Wedge product is nondegenerate symmetric bilinear form Let$$f: \Lambda^k(\mathbb{R}^n) \times \Lambda^{n - k}(\mathbb{R}^n) \to \mathbb{R}, \quad f(\alpha, \beta) = \alpha \wedge \beta.$$How do I see that $f$ is a nondegenerate symmetric bilinear form?
 A: First, you should have the one-dimensional space $\Lambda^n\mathbb R^n$ as the target of your pairing. Second, it does not make much sense to talk about symmetry in this case (and in the naive sense that pairing is not symmetric since $\beta\wedge\alpha=(-1)^{k(n-k)}\alpha\wedge\beta$.) But I guess at any rate the main issue is non-degeneracy.
To see this, recall that the wedge product of $n$-vectors in $\mathbb R^n$ is non-zero if and only if the vectors are linearly independent (and thus form a basis). Taking the standard basis $\{e_i\}$ for $\mathbb R^n$, consider the induced basis of $\Lambda^\ell\mathbb R^n$, which can be written as $e_I=e_{i_1}\wedge e_{i_2}\wedge\dots\wedge e_{i_\ell}$, where $I\subset\{1,\dots,n\}$ is an $\ell$-element subset whose elements are $i_1<i_2<\dots<i_\ell$. Now if take the bases $\{e_I\}$ for $\Lambda^k\mathbb R^n$ and $\{e_J\}$ for $\Lambda^{n-k}\mathbb R^n$. Then consider $e_I\wedge e_J$. If $I\cap J\neq\emptyset$, this vanishes since there are two equal elements in the resulting wedge product of vectors. On the other hand, if $J$ is the complement of $I$ in $\{1,\dots,n\}$, then you just have to re-order factors to see that $ e_I\wedge e_J=\pm e_1\wedge\dots\wedge e_n\neq 0$. For this non-degeneracy follows readily: writing $\alpha\in\Lambda^k\mathbb R^n$ as a linear combination of the $e_I$, vanishing of the wedge product with $e_J$ implies vanishing of the coefficient of $e_{J^c}$, where $J^c$ is the complement of $J$ in $\{1,\dots,n\}$. If this holds for all $J$, you get $\alpha=0$.  
A: Fix a basis such as $e_1 \wedge e_2, e_1 \wedge e_3, e_1 \wedge e_4, e_2 \wedge e_3, e_2 \wedge e_4, e_3 \wedge e_4$ and work out the Gram matrix $G = (G_{ij})_{ij}$, where $G_{ij}$ is the value of $f$ on the $i$-th and $j$-th basis vector.

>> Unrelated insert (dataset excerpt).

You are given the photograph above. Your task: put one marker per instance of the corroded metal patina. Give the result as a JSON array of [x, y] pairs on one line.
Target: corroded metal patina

It's easy to do because $f$ is just the determinant: for example, $$G_{12} = f(e_1 \wedge e_2, e_1 \wedge e_3) = \mathrm{det}(e_1,e_2,e_1,e_3) = 0.$$ If you think about it you will see that $G$ is a particular permutation matrix.
You need to show that $G$ is invertible and symmetric to prove your claim.